I found this channel on dailymotion with Classic Who episodes with English subtitles. I tried one (because the episodes' titles were in German, so I half expected German dubbing instead of promised subtitles - not that I know whether the Classics have ever been released in Germany), the one called The Brain of Morbius. Beside my brain associating it with Möbius, the story is famous for claiming William Hartnell's regeneration wasn't the Doctor's first, so I wanted to watch it.
It's true. When the (Tom Baker's) Doctor has a sort of mental fight with Morbius, we see the Doctor's three previous faces, from Jon to William, and then some more faces (easter egg: some of them being Doctor Who writers and other people involved with the series, because well, who could resist making yourself or your friend the Doctor?), and Morbius asks: "How long have you lived, Doctor?". The implication is clear: all those faces are the Doctor's and the body we saw in "The Unearthly Child" is about his seventh or eighth regeneration. But everyone just ignores that. The viewers never bought it, while other fact that, as I read, was stated only once in the entire Classic Who - the fact that the Doctor can regenerate only 12 times - has been carved in our brains so deeply that thirty years later, Moffat had to come up with "a new set of regenerations" when the Doctor ran out of them. It only proves how selective we are in absorbing "facts" about a fictional universe; we only take what we feel it's good for the story we already have in our heads. We decided the Doctor is a better character when he's mortal, hence the limit. We decided we don't want any off-screen regenerations.
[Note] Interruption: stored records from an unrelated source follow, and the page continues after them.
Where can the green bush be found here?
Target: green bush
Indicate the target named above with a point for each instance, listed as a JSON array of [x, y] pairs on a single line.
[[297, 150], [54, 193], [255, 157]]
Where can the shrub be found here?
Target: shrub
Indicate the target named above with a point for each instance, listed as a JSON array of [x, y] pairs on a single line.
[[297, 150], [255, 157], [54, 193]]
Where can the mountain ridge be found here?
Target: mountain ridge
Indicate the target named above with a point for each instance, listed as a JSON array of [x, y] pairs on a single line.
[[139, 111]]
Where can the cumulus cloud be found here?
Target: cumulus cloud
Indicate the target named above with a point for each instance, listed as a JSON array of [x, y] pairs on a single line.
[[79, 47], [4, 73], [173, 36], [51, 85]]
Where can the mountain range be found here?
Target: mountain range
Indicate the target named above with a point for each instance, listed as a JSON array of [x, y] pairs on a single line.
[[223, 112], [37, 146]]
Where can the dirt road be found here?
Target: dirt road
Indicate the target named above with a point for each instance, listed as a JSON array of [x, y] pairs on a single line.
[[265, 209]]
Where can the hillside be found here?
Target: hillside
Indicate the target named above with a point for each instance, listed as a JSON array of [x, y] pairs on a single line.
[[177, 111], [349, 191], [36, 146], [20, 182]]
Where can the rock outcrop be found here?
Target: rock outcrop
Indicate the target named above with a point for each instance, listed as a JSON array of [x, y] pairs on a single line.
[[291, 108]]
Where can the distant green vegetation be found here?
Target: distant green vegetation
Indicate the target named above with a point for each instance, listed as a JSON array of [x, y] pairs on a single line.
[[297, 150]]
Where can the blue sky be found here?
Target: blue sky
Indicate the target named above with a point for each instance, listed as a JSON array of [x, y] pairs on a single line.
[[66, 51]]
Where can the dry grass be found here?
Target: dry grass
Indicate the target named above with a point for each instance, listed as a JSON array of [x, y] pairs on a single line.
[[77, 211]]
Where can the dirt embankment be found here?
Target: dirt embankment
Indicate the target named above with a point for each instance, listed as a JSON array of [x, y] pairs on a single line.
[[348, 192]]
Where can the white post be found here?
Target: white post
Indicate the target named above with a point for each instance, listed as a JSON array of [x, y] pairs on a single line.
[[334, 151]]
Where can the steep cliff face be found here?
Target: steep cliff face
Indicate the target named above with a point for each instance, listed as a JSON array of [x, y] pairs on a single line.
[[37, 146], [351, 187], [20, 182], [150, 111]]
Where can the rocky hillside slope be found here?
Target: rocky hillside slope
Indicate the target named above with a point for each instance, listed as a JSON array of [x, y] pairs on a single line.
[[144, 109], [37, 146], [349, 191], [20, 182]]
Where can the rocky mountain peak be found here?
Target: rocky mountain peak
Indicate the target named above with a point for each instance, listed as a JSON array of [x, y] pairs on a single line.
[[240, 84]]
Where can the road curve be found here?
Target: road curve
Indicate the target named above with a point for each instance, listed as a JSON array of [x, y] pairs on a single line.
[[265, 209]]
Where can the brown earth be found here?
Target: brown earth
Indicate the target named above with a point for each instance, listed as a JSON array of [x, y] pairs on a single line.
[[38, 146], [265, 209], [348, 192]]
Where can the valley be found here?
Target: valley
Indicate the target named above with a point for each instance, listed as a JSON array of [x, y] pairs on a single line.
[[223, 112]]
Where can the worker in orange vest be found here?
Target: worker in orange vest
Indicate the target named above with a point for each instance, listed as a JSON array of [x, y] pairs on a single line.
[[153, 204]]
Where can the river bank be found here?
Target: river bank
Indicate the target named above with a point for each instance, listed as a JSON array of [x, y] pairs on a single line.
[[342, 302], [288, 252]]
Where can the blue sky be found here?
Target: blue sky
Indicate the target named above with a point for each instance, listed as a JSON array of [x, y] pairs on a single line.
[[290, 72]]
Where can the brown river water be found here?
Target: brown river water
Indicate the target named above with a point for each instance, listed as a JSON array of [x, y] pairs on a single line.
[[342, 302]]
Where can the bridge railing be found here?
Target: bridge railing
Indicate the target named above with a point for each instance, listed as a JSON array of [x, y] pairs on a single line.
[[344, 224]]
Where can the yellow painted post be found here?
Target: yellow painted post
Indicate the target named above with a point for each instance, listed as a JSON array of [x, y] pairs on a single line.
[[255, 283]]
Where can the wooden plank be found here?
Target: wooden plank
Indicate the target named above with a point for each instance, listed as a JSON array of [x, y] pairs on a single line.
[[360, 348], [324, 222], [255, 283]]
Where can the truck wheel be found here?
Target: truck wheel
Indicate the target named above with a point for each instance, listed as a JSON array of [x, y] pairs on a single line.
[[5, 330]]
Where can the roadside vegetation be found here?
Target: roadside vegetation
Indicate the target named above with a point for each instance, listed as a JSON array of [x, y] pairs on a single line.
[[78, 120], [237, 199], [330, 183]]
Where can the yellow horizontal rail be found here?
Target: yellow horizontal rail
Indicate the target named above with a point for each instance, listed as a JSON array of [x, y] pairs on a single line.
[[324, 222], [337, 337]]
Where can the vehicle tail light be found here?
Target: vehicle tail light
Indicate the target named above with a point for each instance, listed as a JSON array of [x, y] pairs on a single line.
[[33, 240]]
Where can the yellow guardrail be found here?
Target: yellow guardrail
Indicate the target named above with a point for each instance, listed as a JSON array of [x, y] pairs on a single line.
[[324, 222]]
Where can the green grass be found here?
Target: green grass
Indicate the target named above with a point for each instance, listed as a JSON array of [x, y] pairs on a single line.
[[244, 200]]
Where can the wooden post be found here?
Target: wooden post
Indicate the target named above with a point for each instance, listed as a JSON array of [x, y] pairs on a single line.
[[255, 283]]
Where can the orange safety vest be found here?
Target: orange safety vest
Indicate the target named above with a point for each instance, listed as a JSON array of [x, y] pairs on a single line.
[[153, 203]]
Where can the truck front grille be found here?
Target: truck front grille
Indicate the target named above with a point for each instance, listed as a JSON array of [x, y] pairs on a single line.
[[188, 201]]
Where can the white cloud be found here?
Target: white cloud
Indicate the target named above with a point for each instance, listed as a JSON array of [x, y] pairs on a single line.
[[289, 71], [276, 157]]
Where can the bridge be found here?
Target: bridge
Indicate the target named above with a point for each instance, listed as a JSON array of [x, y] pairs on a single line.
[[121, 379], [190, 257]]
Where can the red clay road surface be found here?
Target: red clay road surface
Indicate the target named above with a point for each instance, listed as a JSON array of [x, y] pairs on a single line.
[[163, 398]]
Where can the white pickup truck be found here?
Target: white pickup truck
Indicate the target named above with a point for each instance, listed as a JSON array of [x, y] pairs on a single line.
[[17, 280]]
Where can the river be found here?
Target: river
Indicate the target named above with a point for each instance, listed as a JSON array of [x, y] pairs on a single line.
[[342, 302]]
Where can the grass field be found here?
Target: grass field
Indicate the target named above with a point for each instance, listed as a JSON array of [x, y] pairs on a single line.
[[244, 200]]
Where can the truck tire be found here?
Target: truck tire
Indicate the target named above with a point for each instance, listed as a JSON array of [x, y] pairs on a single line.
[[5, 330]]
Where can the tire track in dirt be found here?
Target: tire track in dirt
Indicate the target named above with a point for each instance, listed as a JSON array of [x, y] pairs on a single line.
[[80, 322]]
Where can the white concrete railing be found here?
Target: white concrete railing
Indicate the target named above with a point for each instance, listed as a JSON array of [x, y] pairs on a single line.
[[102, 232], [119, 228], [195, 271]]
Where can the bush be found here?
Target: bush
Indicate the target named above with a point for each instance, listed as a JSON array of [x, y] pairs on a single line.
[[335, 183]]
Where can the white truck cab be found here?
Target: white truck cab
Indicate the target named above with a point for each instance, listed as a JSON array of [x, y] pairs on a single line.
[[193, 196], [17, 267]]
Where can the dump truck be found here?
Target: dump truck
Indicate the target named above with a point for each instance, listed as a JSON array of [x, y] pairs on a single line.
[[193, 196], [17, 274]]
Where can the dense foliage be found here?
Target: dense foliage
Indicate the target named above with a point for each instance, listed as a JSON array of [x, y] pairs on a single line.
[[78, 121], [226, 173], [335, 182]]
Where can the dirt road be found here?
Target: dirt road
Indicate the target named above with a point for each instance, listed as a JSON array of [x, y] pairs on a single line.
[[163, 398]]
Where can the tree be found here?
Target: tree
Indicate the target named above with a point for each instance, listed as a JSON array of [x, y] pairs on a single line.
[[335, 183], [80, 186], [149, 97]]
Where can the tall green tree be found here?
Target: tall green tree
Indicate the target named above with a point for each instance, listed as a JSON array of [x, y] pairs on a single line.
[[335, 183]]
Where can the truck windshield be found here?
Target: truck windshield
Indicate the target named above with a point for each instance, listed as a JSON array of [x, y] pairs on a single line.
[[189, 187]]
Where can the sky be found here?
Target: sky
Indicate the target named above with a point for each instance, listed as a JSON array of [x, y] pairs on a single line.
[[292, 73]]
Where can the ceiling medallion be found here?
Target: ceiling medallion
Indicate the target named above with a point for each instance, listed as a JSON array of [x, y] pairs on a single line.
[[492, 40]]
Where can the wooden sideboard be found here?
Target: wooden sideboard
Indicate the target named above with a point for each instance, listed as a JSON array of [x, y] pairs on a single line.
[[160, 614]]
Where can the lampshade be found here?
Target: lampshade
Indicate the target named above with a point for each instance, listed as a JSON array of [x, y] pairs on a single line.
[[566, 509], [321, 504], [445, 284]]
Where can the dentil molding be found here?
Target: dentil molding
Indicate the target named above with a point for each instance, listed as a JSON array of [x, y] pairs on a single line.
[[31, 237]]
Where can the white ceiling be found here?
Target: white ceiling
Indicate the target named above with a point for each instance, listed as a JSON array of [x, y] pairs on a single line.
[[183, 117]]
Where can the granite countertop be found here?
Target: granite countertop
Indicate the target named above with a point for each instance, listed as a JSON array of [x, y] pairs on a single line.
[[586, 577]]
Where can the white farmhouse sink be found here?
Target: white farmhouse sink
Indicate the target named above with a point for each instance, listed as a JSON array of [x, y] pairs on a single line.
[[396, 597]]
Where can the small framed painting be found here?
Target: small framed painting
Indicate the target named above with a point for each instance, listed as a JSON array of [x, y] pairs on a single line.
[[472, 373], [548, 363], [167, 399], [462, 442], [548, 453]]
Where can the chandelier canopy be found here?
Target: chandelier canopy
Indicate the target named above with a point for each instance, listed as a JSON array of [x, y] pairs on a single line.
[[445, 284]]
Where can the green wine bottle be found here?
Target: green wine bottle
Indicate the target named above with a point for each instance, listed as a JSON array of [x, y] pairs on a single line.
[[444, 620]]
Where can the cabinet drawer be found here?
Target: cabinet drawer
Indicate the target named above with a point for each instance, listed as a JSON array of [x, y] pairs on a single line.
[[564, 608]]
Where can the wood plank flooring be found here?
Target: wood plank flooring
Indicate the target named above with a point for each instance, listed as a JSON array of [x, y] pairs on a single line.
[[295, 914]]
We decided the Doctor is better as an alien, not half-human, and most of us call him the Doctor, not Doctor Who. Anything stated in the series can be changed, reseted or just ignored. With that in mind, I wonder what people will be saying about the Doctor destroying/not destroying Galiffrey in ten years. Right now, the feelings about what is better for the story vary.
So - don't overestimate the importance of continuity. Just because something was said once (or even more times), it doesn't necessarily mean it got into our brains. That's the beauty, we create that Doctor Who myth in our heads ourselves so writers can try to come up with something interesting without worries about breaking the whole series. Seriously, who "believes" the TARDIS makes the noise because of the hand brake?
I knew about the Doctor's faces, but I didn't know the story would be set on Karn. I was sure there was Karn in Classic Who, because I learnt if there's something in the new episodes that seem weird or out of nowhere but it's just accepted, the explanation is somewhere in the Classics. The same goes with the Sisterhood of Karn and their elixir that triggers Time Lords' regeneration. There's a weird thing - you start watching the series thinking Time Lords is just a species, and an extra heart and regeneration are natural for them just like one heart and an ability to heal a broken bone are to us. Only then you learn that you're not born a Time Lord, you become one, an extra heart is because of something, regeneration comes from the elixir, and blah blah blah, basically everything about Time Lords is artificial. It makes them less powerful, they're just a random race that achieved power and you start to wonder what they were like when they were still developing and evolving. Maybe those times are more interesting than those when they're just collars standing proudly in the sun. Maybe if the Doctor was born earlier, he'd be happy on his home planet?